In 1920 the School of Mechanical Engineering was reorganized under the new name of the School of Mechanical and Electrical Engineering with two autonomous sections (departments): the Section of Electrical Engineering and the Section of Mechanical Engineering. The Section of Electrical Engineering comprised five independent institutes: the Institute of Electrical Machines, the Institute of Theoretical and Experimental Electricity, the Institute of Power Networks and Stations, the Institute of Electrical Drives and Railways and the Institute of Electronics and Telecommunications. In 1937 a new Institute of High Frequences was added.

In the 1950/51 academic year the Faculty of Electrical Engineering was made separate from the School of Mechanical and Electrical Engineering. During its existence it has conferred some 26,000 Electrical Engineer degrees (equivalent to aMaster's degree) and 1450 PhD degrees. Nowadays, there are 4,300 students enrolled in all forms of study.

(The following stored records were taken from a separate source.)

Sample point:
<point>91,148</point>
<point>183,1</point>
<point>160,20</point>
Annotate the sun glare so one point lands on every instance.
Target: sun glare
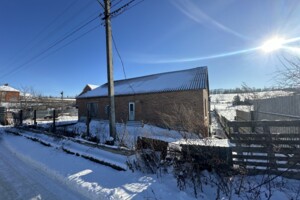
<point>273,44</point>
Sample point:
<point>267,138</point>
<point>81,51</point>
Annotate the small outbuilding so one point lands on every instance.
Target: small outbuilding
<point>173,99</point>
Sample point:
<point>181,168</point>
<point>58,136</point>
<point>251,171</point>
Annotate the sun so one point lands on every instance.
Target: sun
<point>273,44</point>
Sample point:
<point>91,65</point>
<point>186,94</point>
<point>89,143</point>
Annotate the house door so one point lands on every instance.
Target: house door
<point>131,111</point>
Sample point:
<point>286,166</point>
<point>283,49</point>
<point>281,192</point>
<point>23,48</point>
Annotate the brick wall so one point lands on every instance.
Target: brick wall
<point>149,106</point>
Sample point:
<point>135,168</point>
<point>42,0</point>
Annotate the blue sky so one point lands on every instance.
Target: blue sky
<point>152,37</point>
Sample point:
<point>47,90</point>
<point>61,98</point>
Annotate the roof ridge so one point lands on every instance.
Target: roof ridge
<point>140,77</point>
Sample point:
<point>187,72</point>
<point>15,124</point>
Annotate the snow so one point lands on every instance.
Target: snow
<point>92,180</point>
<point>222,103</point>
<point>195,78</point>
<point>67,176</point>
<point>92,86</point>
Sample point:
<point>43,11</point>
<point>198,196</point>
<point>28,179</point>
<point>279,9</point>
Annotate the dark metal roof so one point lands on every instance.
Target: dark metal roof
<point>189,79</point>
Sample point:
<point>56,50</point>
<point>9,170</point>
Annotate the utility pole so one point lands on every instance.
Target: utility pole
<point>111,93</point>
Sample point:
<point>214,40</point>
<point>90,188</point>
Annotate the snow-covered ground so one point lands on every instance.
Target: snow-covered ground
<point>222,103</point>
<point>30,170</point>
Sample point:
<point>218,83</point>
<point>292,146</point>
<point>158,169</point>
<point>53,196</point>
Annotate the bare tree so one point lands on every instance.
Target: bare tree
<point>289,75</point>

Of these, 430 are doctoral students. The faculty has 420 teachers.

Deans

Mission statement

The Faculty of Electrical Engineering, the Czech Technical University in Prague educates new experts in the fields of electrical engineering, telecommunications, automation, informatics and computer science.

It provides conditions for scientific work, educates new scientific workers, works as a centre for scientific and educational activities in all above mentioned areas.